The conclusion to that paper is telling:

    The high risk of bias in the trials, variation in outcome measurement, and relatively low adherence with the interventions during the studies hampers drawing firm conclusions. 
aka: We can't decide whether masks (or other interventions, including hand washing, etc) worked as all the examples we looked at were a clusterfuck of many people pulling in opposite directions preventing any clear conclusion from being drawn.

     Harms associated with physical interventions were under‐investigated.
Sufficient clean data is lacking.

Further:

    There is a need for large, well‐designed RCTs addressing the effectiveness of many of these interventions in multiple settings and populations, as well as the impact of adherence on effectiveness, especially in those most at risk 
ie. They don't believe the matter is settled by any means.

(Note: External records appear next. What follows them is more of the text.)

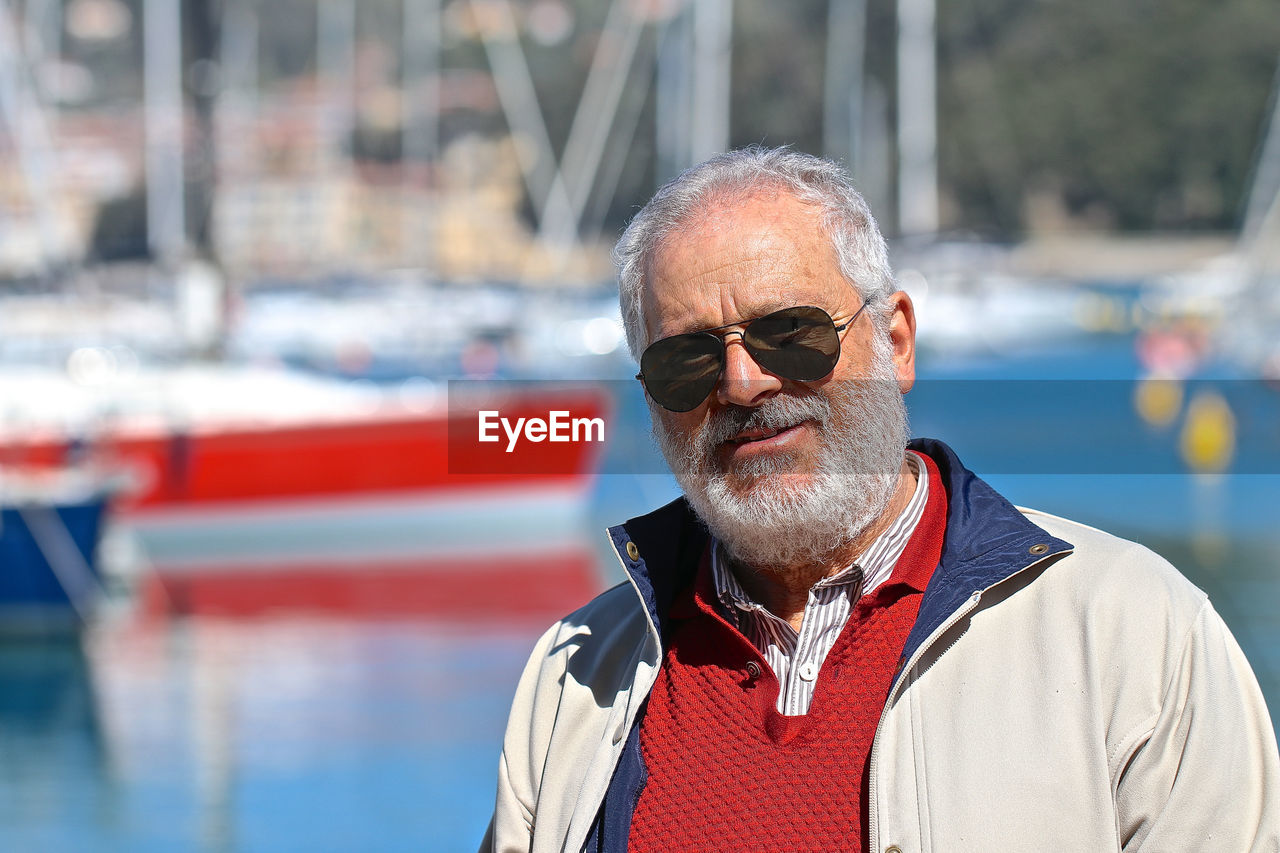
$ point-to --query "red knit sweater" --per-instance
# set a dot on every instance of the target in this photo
(726, 770)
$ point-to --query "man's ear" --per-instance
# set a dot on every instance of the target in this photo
(901, 336)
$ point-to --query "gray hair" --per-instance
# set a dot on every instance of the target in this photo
(736, 176)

The most interesting part is the selection criteria.

Looking at the section Characteristics of included studies it appears some effort was made to trawl two decades of global trials in order to find those least likely to have any good conclusion.

Many of the trials look at the effectiveness of low level encouragement to try an intervention at a time and low location with relatively low risks, leading to intermittent uptake and noisy data.

Do you reject most medical treatment then as it usually only has some probably of success (it might work, but need not)? What about seat belts? Presumably your position is a lot more nuance than your wording?
I think you just missed the nuance.

GP said "the masks most people wore", which is not to say all masks, but rather suggesting that the majority of masks that real people were really using and how they used them amounted to nothing.

> What about seat belts?

If it helps (though I never met an analogy that wasn't rotten on the inside once dissected in debate) an inadequate or improperly worn seatbelt can be more dangerous.